Tariffs, markups and taxes. With respect to tariffs, the data show that in general tariffs are zero per cent or rather low, with a few exceptions. Overall, tariffs are not likely to be a major price driver. Controlling markups added along the supply chain is important and can contribute to cost savings, in particular for drugs distributed through the private sector. Where ARVs are provided through the public sector free of charge, markups play a limited role. Taxes can be a major cost driver for medicines in general, but this paper does not provide data enabling an assessment of their impact on access to ARV drugs. In general, countries should consider abolishing taxes on essential medicines and control markups. Detailed guidance is provided in the new WHO guideline on country pharmaceutical pricing policies.
Patents, voluntary and compulsory licences. To assess the impact of patent protection on prices of and access to ARVs, one has to look at the patent status of each drug on a country-by-country basis, taking into account the current voluntary licence agreements as well as compulsory licences.
Voluntary licences are allowing those middle-income countries that are included in the geographical scope of these agreements to procure generic products from the licensees, but only certain middle-income countries are included in the scope of the agreements (for a detailed list of products and countries, see Table A3.1, Annex 3).
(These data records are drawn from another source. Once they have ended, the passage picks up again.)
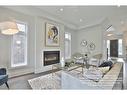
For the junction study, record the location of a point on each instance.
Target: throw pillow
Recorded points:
(107, 63)
(104, 70)
(93, 74)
Given that pharmaceutical companies consider many of these countries as markets, it is unlikely that all middle-income countries will be included in future agreements under the current conditions. Key questions in this regard are:
- What criteria should be used to determine a reasonable price for middle-income countries?
- How can the inclusion of more middle-income countries be facilitated?
Compulsory licences have been used by a number of countries to access cheaper ARV treatment, including Brazil and Thailand (for a list of all compulsory licences, see Table A3.2, Annex 3). The WHO Global Strategy and Plan of Action on Public Health, Innovation and Intellectual Property, and the United Nations 2011 Political Declaration on HIV/AIDS, mention the flexibilities of the World Trade Organization (WTO) Agreement on Trade-Related Aspects of Intellectual Property Rights (TRIPS Agreement), which includes compulsory licences as one mechanism that can be used to increase access to essential medicines. The mere fact that a compulsory licence could be issued by a government also increases the bargaining power of governments in price negotiations. When used, compulsory licences allow for the import or local production of generic versions. Where there is no generic production (yet), as in the case of some of the third-line drugs, countries cannot import the products readily and the only option would be local production with all its caveats. Where local production is not possible, countries can revert to an additional flexibility adopted by WTO members in 2003. This mechanism allows the import of pharmaceutical products from a WTO member country that has granted a special compulsory licence exclusively for the export of these medicines. However, the use of this mechanism, often referred to as the Paragraph 6 System, has been limited and its impact remains to be evaluated. Strict rules on patentability criteria, as introduced by some countries, can limit the number of secondary patents. For example, the absence of patents on fixed-dose combinations or paediatric versions allows earlier market entry of these products.